Over a year later, after we were married, she told me the story of that sweat shirt. Her mother had grown tired of the shirt, in fact, very tired. She thought it looked too worn and had suggested at each washing that it should be thrown away, but Diana insisted that she didn't think it looked so bad. She said she felt comfortable in it and enjoyed wearing it.

It made the laundry basket one day, and her mother, with the help of the rest of the family, decided that it was time to take action. The shirt was put to rest. It was buried in the back yard. The matter of what to do with an old blue sweat shirt that its owner could not properly dispose of was taken care of!

When Diana went to wear the shirt a few days later, she discovered it "missing." Asking her mother what had happened to the shirt she discovered the terrible fate it had met.

She took her own immediate action, she found the "final resting place" of her shirt and dug it up!

That all took place before I first saw her. I thought the old blue sweat shirt looked just fine that day. I did not know that it was "too worn" and that it had previously been buried. It seemed perfect to me. Or was it that it seemed perfect because of the young lady who was wearing it?

It could be that she was what brought out the better qualities in the shirt. I think so.

I know that for me she is the one who has brought out the better qualities in life. She makes the days seem more comfortable. She makes the sun shine more brightly. She makes the flowers bloom more colorfully. She makes the dark clouds seem more gentle. She makes life worthwhile. She fulfills each day.

Life has been good to me because I have been able to share more than half of it with her. One of the wonderful things about our time together is that it has been filled with growth. John Lennon penned these words for his wife, Yoko Ono:
 
Our life together is so precious
together, we have grown,
we have grown. 

That is also how I feel about Diana and I. Growth becomes a reality only when two people make a commitment to share their time together through acceptance of one another.

We have often discussed how we would define the word "love". The best simplistic definition we have arrived at is "acceptance".

To love another person you must be willing to accept everything about that person.
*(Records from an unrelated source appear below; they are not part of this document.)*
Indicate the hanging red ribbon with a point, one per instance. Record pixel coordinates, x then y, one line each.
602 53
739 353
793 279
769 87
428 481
You cannot take their strengths and focus on them alone. You cannot take their weaknesses and set them aside, bury them somewhere where you never have to look at them! They are a part of that person, just as your weaknesses are a pat of you.

Acceptance is critical to a relationship. That old blue sweat shirt symbolizes love through acceptance. She loved that shirt because she accepted it just the way it was, with its worn appearance, with its imperfections due to age. She saw its good qualities, she accepted its poor qualities. She accepted it just as it was.

Many times in life we may say we could love someone if we could just change one thing about them. That is a conditional love. That just won't work. True love is unconditional. True love is seeing the other just as they are, accepting them as they are and sharing your life with them.

She has always done that. I am thankful that she wore an old blue sweat shirt on a beautiful day in 1966. She no longer has that shirt as it did finally reach the time when it had fulfilled its purpose. but the old blue sweat shirt continues to teach us about love, about acceptance.

Happy, happy birthday my love. Thank you for accepting me just as I am.